Saturday, February 13, 2010

The Other Side

DOESN'T dream time seem like that? The "Other Side"?
A few nights ago I struggled with a man who was in my house and I kept trying to tell everyone that he meant me harm. "They" said he seemed harmless. He said, "All right, I'll leave now."
But I knew he didn't mean it and as soon as the other person was gone he was attacking me again.
I screamed. I shouted. I hit and tore. I ran from the house - along with someone else (?) - and jumped through uneven fields full of blackberry vines. I didn't mind the running or the tears from brambles. I just wanted to get away.
Then I dreamed "they" were trying to kill us all. I asked, "Isn't there an alternative?"
"He," abruptly dropping his weapon and evil persona, said, "Well, yes, I guess there is." Turns out it involved something akin to selling my soul. However, I didn't get killed, so I guess I took this alternative.
If you gave up your soul there were only two things you could not do: You could not wear the "signs of the Zodiac" and you could not drink alcohol.
In my dream I saw a man lying "dead" because he was wearing a sign. Then I absentmindedly took a sip of wine. Oh no! Alcohol! I waited for the black smoke to pour out of me, because that's what happens when you drink alcohol with no soul. (where does this stuff come from?)
A better dream was last night's trip to The Other Side, when everyone (well, almost) wanted to kiss me on the cheek because I was "so cute." I must have been regressing to when I was about 5 years old.
No, no! Don't try and flatter me by saying, "What do you mean, when you were 5 years old?!" (Oh, OK. Go ahead.)
The Mister did celebrate his birthday, along with my sister, Miss Murphy. Aren't they cute? And this is proof!
On Valentine's Day the Mister and I took a drive through the country and you could see the creeks were swollen and the buds on the trees are ready to burst. The beavers on one creek had taken a tree down and skinned all the bark off it. The little cabin shown by the creek had ferns growing all over the roof. It was behind a large bush of bamboo and in the summer must be quite the secluded hideout. It is always cool in this spot, we heard from neighbors. Not much sun at all, but lots and lots of rich green moss.
There were chickens rooting around in the mud under netting to protect them from hawks.
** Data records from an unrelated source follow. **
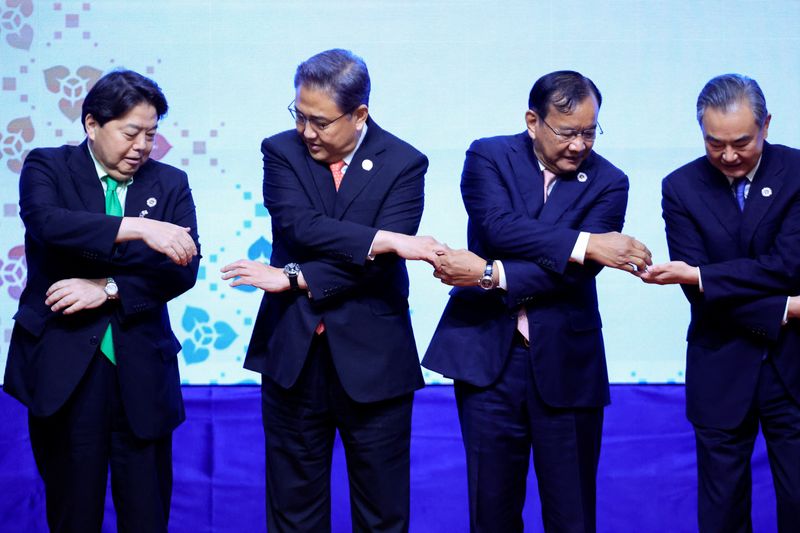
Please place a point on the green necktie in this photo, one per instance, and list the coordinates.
(113, 207)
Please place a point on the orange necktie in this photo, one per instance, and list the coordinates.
(337, 169)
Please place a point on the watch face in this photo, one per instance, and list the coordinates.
(111, 289)
(291, 269)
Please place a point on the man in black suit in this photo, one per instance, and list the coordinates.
(333, 338)
(92, 354)
(521, 335)
(733, 230)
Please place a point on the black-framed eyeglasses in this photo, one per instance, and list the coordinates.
(317, 124)
(589, 134)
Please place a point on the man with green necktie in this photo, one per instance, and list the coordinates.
(110, 238)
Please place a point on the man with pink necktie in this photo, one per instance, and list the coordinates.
(333, 338)
(521, 334)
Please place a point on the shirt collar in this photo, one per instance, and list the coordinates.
(349, 157)
(750, 175)
(102, 173)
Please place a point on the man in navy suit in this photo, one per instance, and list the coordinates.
(733, 230)
(333, 338)
(92, 354)
(521, 333)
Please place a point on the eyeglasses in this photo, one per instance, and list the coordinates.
(317, 124)
(589, 134)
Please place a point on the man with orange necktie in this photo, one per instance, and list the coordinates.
(333, 338)
(521, 333)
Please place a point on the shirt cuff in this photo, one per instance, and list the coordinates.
(579, 250)
(785, 313)
(501, 275)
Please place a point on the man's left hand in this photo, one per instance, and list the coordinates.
(459, 268)
(670, 273)
(76, 294)
(256, 274)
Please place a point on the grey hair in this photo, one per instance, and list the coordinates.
(725, 91)
(340, 73)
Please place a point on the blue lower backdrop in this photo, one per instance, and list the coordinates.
(646, 482)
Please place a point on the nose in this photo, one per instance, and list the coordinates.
(307, 131)
(140, 142)
(577, 144)
(729, 155)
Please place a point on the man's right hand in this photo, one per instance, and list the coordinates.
(620, 251)
(164, 237)
(411, 247)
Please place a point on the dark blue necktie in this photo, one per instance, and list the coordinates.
(739, 185)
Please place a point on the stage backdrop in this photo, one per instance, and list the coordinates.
(443, 73)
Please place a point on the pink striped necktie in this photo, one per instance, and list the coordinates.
(337, 169)
(522, 315)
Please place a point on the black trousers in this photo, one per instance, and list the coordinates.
(75, 448)
(300, 425)
(500, 424)
(723, 461)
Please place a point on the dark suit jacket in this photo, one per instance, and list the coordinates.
(68, 235)
(364, 304)
(749, 263)
(502, 188)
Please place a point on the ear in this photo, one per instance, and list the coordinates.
(361, 113)
(90, 124)
(766, 125)
(531, 120)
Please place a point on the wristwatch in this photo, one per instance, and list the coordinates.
(111, 289)
(486, 282)
(292, 270)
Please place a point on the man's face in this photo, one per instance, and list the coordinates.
(124, 144)
(328, 135)
(557, 153)
(734, 142)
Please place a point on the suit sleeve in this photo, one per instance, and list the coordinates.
(761, 311)
(301, 222)
(148, 279)
(86, 235)
(528, 280)
(400, 212)
(503, 229)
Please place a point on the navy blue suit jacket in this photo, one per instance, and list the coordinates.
(749, 263)
(68, 235)
(364, 304)
(502, 187)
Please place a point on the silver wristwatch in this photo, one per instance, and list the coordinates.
(486, 282)
(111, 289)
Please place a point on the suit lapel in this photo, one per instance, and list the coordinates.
(145, 187)
(765, 188)
(529, 178)
(365, 166)
(84, 178)
(567, 190)
(715, 192)
(323, 182)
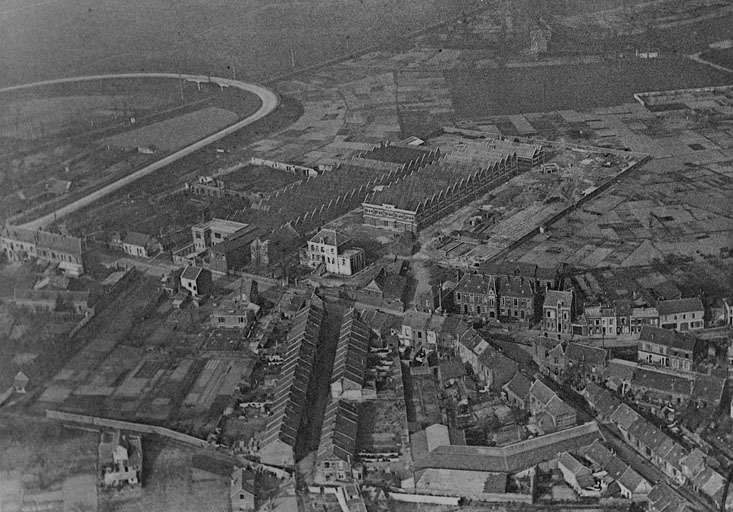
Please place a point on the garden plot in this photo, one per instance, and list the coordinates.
(175, 133)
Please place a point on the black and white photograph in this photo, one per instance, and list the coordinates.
(366, 255)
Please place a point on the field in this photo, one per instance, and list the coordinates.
(59, 142)
(172, 483)
(174, 133)
(515, 90)
(252, 39)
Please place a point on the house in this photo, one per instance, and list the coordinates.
(431, 300)
(333, 250)
(599, 321)
(242, 491)
(517, 300)
(120, 459)
(549, 355)
(681, 314)
(618, 375)
(549, 412)
(631, 484)
(578, 476)
(280, 439)
(601, 400)
(475, 296)
(21, 244)
(668, 348)
(197, 281)
(20, 382)
(517, 391)
(215, 231)
(234, 251)
(140, 244)
(337, 448)
(349, 368)
(557, 311)
(385, 290)
(585, 362)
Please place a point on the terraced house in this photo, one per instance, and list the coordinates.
(664, 347)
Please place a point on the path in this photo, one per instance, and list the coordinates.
(269, 100)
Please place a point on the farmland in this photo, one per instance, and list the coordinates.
(254, 39)
(59, 142)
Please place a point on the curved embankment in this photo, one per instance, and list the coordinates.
(269, 100)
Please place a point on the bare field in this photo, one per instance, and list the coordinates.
(253, 39)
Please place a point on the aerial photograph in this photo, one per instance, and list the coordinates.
(366, 255)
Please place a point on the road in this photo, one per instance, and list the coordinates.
(269, 100)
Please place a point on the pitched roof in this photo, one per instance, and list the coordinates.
(708, 388)
(580, 353)
(673, 307)
(625, 416)
(513, 457)
(329, 237)
(515, 288)
(416, 319)
(541, 392)
(519, 385)
(191, 273)
(552, 297)
(662, 381)
(338, 433)
(351, 350)
(668, 337)
(138, 239)
(289, 401)
(476, 283)
(620, 369)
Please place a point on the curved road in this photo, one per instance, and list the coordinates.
(269, 100)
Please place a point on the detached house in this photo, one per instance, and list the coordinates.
(196, 281)
(681, 314)
(476, 296)
(557, 311)
(140, 244)
(334, 251)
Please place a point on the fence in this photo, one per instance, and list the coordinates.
(126, 425)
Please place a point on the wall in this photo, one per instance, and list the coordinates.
(126, 425)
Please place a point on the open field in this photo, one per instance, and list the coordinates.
(174, 133)
(254, 39)
(517, 90)
(60, 141)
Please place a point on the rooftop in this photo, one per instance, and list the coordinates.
(223, 226)
(673, 307)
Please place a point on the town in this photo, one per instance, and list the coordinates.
(351, 289)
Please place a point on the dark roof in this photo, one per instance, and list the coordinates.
(395, 154)
(519, 385)
(672, 307)
(475, 283)
(580, 353)
(351, 350)
(511, 458)
(329, 237)
(289, 397)
(708, 388)
(138, 239)
(338, 433)
(191, 273)
(513, 287)
(552, 297)
(662, 381)
(668, 337)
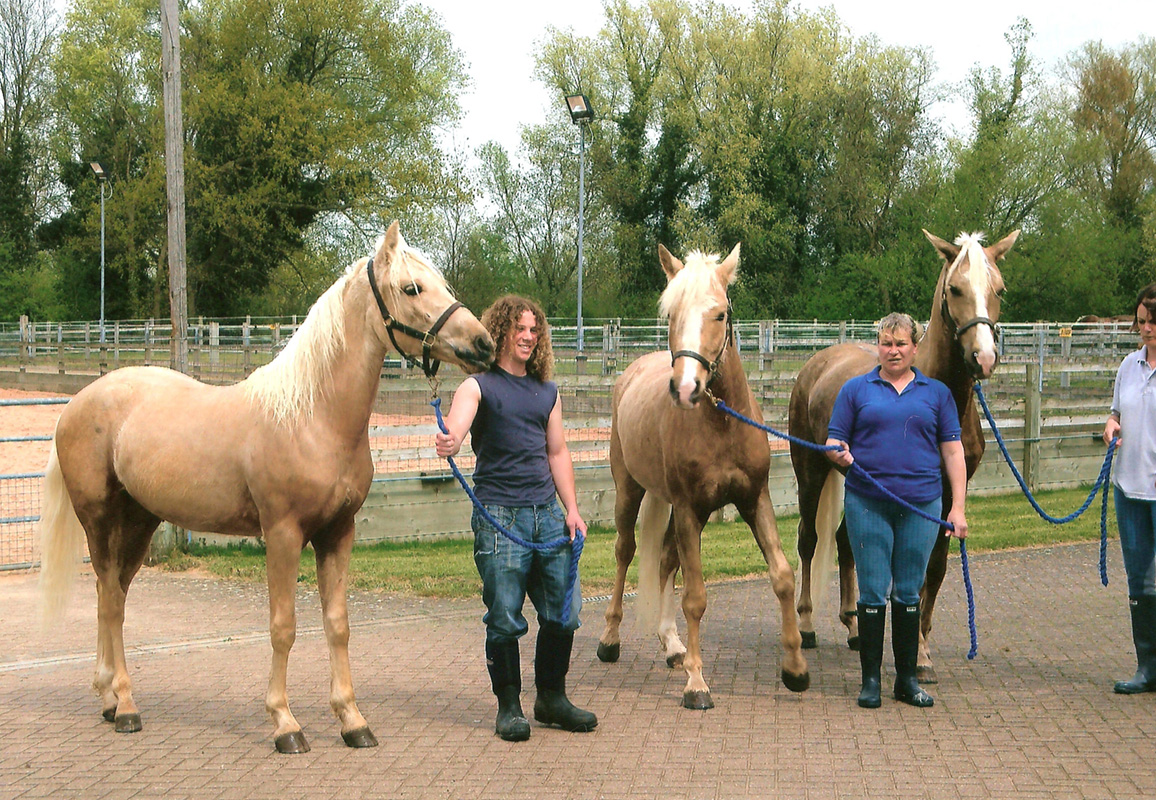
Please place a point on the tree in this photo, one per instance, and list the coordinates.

Chicken hawks.
The day was lovely and of course over too soon. But I did get an orchid from my sweetheart for Valentine's Day, so I was pleased - femminismo
p.s. The picture at the top of the post is from Life magazine images hosted by Google. It shows a father in West Germany showing his son the view on the other side in 1961. They were lucky to be looking over and not living a scary nightmare on the other side.


Steve said...

In my twenties I kept a dream diary for a year or so. It was fantastic and rather depressingly a lot more interesting and adventurous than my real life diary! Sadly I got out of the habit of writing it but I did, at my peak, get to the point where I could summon up almost perfect recall of all my dreams.

femminismo said...

Snips and snaps of dreams - that's what I'd have. A diary of insane moments. But it all makes such good sense while it's happening. I need to go check your blog today and get a laugh. femm

Candace said...

WOW. Which is better on this fabulosa post? The dream? The photo of Mister -- Looking for all the world like a kindly professorial mensch!?
Miss Murphy is lovely as well, and I love that cake. Yummo!
And an orchid? Just too cool...!
(gee, and I wish I were there to run around in that moss!)
Great great photos, Jeanne.
Your Pal,

femminismo said...

Candace you are too kind. Steve, thanks for the visit. I should learn to focus on the part of the photo that I want to be most clear. I was afraid, however, that someone with a shotgun would take offense to us gawking. Aw, they were probably inside by the fire.

Anonymous said...

I just read your comment over on Don's blog, made me laugh.

Blog hopping is the best form of procrastination around.